ISPRS Annals of the Photogrammetry, Remote Sensing and Spatial Information Sciences (Nov 2024)

Real-Time Leaves Segmentation in RGB Images with Deep Learning in a Single-Board Computer

  • C. D. S. Faria Júnior,
  • C. D. S. Faria Júnior,
  • M. H. Shimabukuro,
  • A. M. G. Tommaselli,
  • M. R. O. D. A. Maximo,
  • L. R. Porto,
  • N. N. Imai

DOI
https://doi.org/10.5194/isprs-annals-X-3-2024-139-2024
Journal volume & issue
Vol. X-3-2024
pp. 139 – 146

Abstract

Read online

This work proposed and evaluated methods for real-time leaf segmentation using a single-board computer. The main aim was to explore the state-of-the-art techniques based on the YOLO algorithm for real-time operation. For this purpose, the available variants of YOLOv8 and YOLOv9 were evaluated, and a semi-automatic labelling method based on the Segment Anything Model (SAM) algorithm was used. Given the need to delimit the leaf contour for labelling, it was possible to create a larger and more accurate dataset compared to the purely manual procedure. In addition, the cost-benefit of the applied algorithms and methods were assessed, considering the computational demand required, as well as the accuracy, recall, and precision delivered by these techniques. In this study, both quantitative analysis of the trained architectures' metrics and qualitative examination through direct observation of images were conducted to identify crucial aspects. The experiments were conducted with a post-processed dataset and the suitability for real-time applications was based on the elapsed time for segmentation.

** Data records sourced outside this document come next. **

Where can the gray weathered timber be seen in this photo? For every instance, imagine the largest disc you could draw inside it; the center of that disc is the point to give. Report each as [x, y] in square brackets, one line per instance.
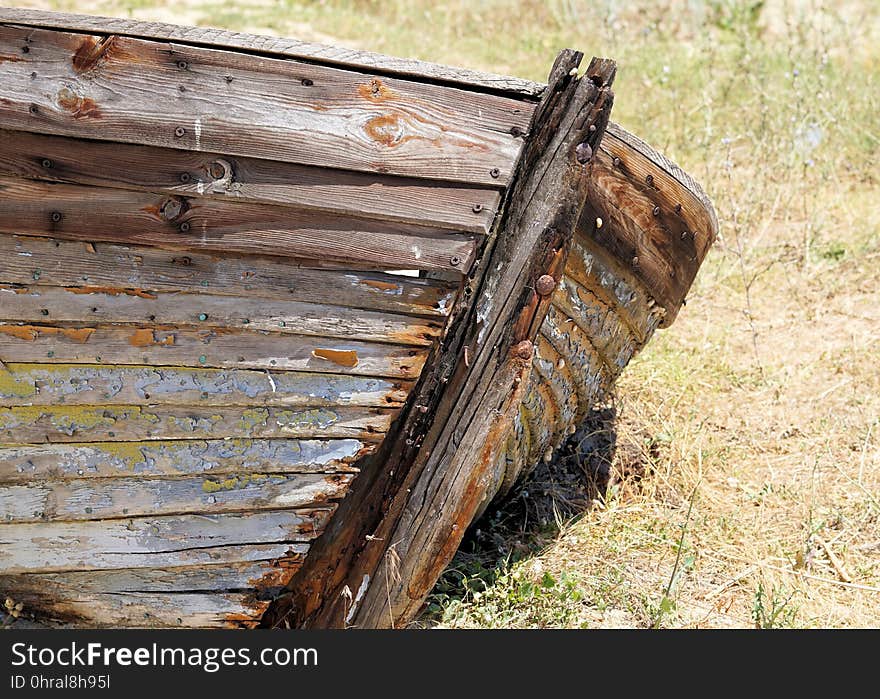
[106, 267]
[57, 424]
[46, 304]
[91, 214]
[82, 499]
[84, 384]
[157, 542]
[184, 457]
[118, 88]
[271, 45]
[167, 345]
[192, 173]
[437, 485]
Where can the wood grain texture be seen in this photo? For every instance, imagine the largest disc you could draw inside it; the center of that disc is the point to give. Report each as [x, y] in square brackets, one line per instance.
[440, 473]
[171, 346]
[180, 96]
[41, 304]
[75, 212]
[185, 457]
[157, 542]
[657, 220]
[58, 424]
[192, 173]
[227, 595]
[28, 260]
[277, 46]
[83, 499]
[109, 385]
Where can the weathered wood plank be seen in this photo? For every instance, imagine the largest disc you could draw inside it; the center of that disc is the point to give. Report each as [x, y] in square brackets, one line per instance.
[421, 493]
[173, 95]
[27, 260]
[47, 304]
[233, 594]
[105, 498]
[654, 223]
[75, 212]
[318, 53]
[75, 384]
[192, 173]
[36, 424]
[170, 346]
[157, 542]
[26, 463]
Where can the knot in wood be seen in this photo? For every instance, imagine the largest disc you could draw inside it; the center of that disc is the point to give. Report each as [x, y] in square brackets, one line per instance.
[545, 285]
[584, 153]
[523, 349]
[171, 209]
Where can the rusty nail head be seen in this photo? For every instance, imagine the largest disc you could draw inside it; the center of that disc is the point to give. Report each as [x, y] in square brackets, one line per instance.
[523, 350]
[545, 285]
[584, 153]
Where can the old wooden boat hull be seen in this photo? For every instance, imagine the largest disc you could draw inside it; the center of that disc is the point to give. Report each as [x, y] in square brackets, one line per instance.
[246, 284]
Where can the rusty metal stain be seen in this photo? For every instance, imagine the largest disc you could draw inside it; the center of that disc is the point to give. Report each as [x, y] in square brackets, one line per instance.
[144, 337]
[78, 106]
[30, 333]
[346, 358]
[91, 51]
[376, 91]
[111, 291]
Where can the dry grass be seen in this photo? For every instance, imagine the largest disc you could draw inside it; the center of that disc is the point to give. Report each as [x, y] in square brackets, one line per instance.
[753, 422]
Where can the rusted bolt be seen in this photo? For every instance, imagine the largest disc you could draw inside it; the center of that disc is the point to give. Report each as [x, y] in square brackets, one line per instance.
[523, 350]
[545, 285]
[171, 209]
[584, 153]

We concluded that the YOLOv8n architecture is the best one among those tested, presenting a precision and recall of 0.9064 and 0.7233, respectively. This architecture represents the best cost-benefit ratio between computational cost and real-time performance, being able to perform segmentation in 310 ms with the NVIDIA Jetson Nano board. Furthermore, when computational cost is not a problem or even when segmentation time can be higher, the YOLO8m network may be recommended when the recall metric is more important than precision. This network presented a precision and recall of 0.8556 and 0.7726, respectively, and presented a better performance in segmenting leaves located in more complex parts of the image and with a higher recall.